(B-42) Visualizing Ovarian Cancer Fate in Response to Chemotherapy

Recurrence in cancer is a complication all too familiar to many oncologic patients. Of the 80% of ovarian cancer patients who achieve remission through diamminedichloroplatinum(II) (cisplatin) treatment, 70% see recurrent tumors. Though effective in the first round of treatment, chemotherapies like cisplatin often lose their potency in subsequent phases of treatment due to resistance developed in recurrent tumors. This often leads to terminal outcomes in recurrent patients, as seen by the 50% decrease in survival rate from 1 to 5 years after diagnosis with ovarian cancer.

Currently, the vehicle in which cell fate decisions are made after interaction with chemotherapy is poorly understood. It is unknown how a cell chooses between cell-mediated death versus a continued state of proliferation. Due to proliferation’s dependence on the cell cycle, studying the cell cycle of cancer could lead to further understanding of this decision—and thus, a way to modulate this decision, leading to more effective treatments.

The aim of this experiment is to produce an intuitive, interactive map of the ovarian cancer cell cycle using highly multiplexed immunofluorescence to obtain a detailed molecular signature for each cell following drug treatment followed by a non-linear dimensionality-reduction approach to project these data onto a 2-d map. Combining datasets of populations from various treatment conditions will directly visualize the effect of cisplatin on the cell cycle and can explain the timing and mechanism of how cancer can survive the results of cisplatin treatment.

The OVCAR-8 cell line used throughout this experiment was provided in partnership with the Aird Laboratory of UPMC Hillman Cancer Center. 8-well chamber slides were prepared with cells being treated with either 0.2 or 1 μM of cisplatin over a 3- or 5-day time span. This was followed by chemical fixation with 4% paraformaldehyde and permeabilization with 0.1% Triton X-100. The slides were mounted in mounting media after Hoechst staining for multiplex immunofluorescence imaging-- the iterative staining of fluorescently-tagged antibodies to directly measure the level and localization of over 25 proteins within the populations. The CellDIVE Multiplexed Imager was used to produce this raw data.

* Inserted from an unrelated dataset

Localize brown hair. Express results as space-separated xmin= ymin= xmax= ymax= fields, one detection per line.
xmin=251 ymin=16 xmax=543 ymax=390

Data from raw images was processed through a custom Cellpose segmentation method, optimized for the OVCAR-8 cell line treatment with chemotherapy. Analysis of derived data was performed using Potential of Heat-diffusion for Affinity-based Trajectory Embedding (PHATE), providing an intuitive, low-dimensional trajectory for the cell populations.

A cell cycle map was produced from combining three separate treatment regimens: one with no treatment, and two with a high dose of treatment over a 3- and 5-day period.

Progression through the canonical cell cycle phases was inferred by the characteristic dynamics of cyclin proteins. While G1 was singular and characterized by a clear high Cyclin D1 state, other phases identified through cyclin dynamics split into two states populated completely by either treated or untreated cells. Within the treated trajectory, cell size and DNA content was notably elevated compared to the non-treated group. A ridge near the outset of G1-phase and beginning of S-phase was observed to have low cyclin content, thus a lack of propulsion through the cell cycle, and has considerable levels of cell cycle arrest markers.

Along both M-phase trajectories, a population of cells was identified as apoptotic through visual confirmation when viewing image data. This region also contained considerably higher levels of most cyclins, uncharacteristic of the Cyclin B-centered nature of M-phase. A higher level of treated cells resides in this apoptotic area than non-treated, which is consistent with the apoptosis-inducing properties of cisplatin in high doses.

This initial production of a cell cycle map, consistent with the already modeled cell cycle, provides preliminary insight to the response of cancer to chemotherapies. After interaction with cisplatin, the behavior of treated populations to reside mainly in the later phases of the division process could provide more insight to the mechanisms governing oncologic response to chemotherapy.

Further investigations into alternative oncologic treatments, such as PARP inhibitors, could prove useful in exploring alternative mechanisms regarding treatment response. Other factors such as cell density, drug concentration, and treatment duration will also be explored in the next steps of this experiment—hopefully to provide a variety of trajectories visualizing response to clinical treatment.